Fred Fox, Jr. is to blame. Seeking a splash for the Season 5 premiere of Happy Days, Fred wrote a script depicting Arthur Fonzarelli (“Fonzie”) jumping a freaking shark on water-skis (looking back, please forgive the “splash” pun.)
“Jump the Shark” became pop-culture lingo in the late 1990’s, and we’ve been beaten about the ears with the term ever since. One could even say that the term “jump the shark” has, in fact……jumped the shark (again, I apologize.)

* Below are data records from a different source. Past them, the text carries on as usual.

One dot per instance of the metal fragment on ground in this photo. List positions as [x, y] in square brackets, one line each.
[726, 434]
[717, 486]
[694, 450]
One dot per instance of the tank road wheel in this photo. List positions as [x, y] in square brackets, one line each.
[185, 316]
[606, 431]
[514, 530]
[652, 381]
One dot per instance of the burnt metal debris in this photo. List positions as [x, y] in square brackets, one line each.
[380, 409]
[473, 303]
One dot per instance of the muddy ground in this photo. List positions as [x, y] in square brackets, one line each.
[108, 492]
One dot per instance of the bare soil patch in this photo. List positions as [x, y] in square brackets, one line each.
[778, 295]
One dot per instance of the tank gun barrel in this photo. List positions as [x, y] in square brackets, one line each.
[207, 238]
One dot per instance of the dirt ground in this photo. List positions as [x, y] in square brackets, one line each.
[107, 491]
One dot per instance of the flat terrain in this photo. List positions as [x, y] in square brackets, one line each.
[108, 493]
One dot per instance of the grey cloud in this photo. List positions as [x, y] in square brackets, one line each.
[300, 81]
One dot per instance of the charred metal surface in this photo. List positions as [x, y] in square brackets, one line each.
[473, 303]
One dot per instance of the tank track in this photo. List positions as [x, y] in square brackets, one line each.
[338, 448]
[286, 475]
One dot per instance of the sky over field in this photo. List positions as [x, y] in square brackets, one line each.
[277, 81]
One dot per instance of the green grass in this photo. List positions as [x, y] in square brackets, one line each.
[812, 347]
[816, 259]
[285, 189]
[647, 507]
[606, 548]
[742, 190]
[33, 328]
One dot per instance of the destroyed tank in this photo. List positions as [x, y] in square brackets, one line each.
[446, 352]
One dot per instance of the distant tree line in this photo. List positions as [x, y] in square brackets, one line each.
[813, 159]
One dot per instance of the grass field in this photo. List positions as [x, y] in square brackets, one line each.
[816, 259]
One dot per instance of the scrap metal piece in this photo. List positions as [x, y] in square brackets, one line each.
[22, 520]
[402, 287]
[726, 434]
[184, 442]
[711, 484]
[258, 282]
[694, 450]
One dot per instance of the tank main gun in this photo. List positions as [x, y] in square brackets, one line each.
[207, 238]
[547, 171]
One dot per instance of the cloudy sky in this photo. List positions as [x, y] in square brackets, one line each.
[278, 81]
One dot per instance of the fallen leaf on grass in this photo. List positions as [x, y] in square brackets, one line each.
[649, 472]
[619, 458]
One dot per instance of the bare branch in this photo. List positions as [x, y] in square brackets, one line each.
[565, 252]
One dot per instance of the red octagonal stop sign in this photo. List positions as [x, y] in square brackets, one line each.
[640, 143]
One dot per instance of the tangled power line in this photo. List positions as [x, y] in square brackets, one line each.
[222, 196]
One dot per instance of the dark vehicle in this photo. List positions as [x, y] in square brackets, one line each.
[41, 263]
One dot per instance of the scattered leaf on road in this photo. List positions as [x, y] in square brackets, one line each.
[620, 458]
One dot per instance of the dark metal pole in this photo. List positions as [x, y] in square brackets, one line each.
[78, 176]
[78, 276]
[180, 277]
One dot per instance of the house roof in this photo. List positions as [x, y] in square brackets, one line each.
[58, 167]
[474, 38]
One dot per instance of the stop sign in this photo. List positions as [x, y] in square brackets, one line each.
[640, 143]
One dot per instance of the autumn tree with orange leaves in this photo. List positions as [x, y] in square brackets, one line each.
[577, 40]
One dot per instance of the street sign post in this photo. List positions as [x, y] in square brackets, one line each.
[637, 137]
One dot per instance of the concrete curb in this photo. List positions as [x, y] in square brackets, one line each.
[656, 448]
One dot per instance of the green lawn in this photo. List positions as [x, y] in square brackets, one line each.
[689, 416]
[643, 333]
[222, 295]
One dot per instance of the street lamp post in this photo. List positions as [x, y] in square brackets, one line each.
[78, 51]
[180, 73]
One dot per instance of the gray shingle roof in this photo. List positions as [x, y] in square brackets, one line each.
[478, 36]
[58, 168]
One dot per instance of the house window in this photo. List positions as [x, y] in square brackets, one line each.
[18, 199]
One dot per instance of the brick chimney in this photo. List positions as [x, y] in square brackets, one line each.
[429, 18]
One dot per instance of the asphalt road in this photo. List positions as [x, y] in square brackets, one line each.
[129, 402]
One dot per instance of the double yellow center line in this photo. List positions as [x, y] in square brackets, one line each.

Most of us associate the term with “beginning of the end” ~ an occurrence or event so blatantly desperate or ridiculous, no fate other than extinction will be forthcoming. But that’s a bit of a mischaracterization of the real impact of a “Jump the Shark” moment. Extinction is often delayed for years – Happy Days, for example, would air for 7 more years after the ridiculous premise of Fonzie’s jump. It didn’t kill the show, it just made it suck really, really bad. For current points of reference, see Sons of Anarchy or Homeland, both of which seem to have a abducted a pack of wild chimpanzees to author their respective weekly installments.
But…..damn my eyes if I don’t watch them anyway. Not because of the quality, but because I need to see an end.
That, my friends, is a glimpse into the routines which somehow limit our ability to act rationally. Instead of removing the residue of Charlie Hunnam’s questionable acting skills from my frontal lobe, I’m sticking with the show to see how the ridiculousness unfolds.
Silly examples, maybe, but how many times do you stick with a job, a relationship, or a habit long after you realize it has outlived its usefulness?
It’s time to break the routines that bind us; start small if necessary…the important thing is to start. Stick with a bad show too long, and next thing you know Joanie Loves Chachi is in your life.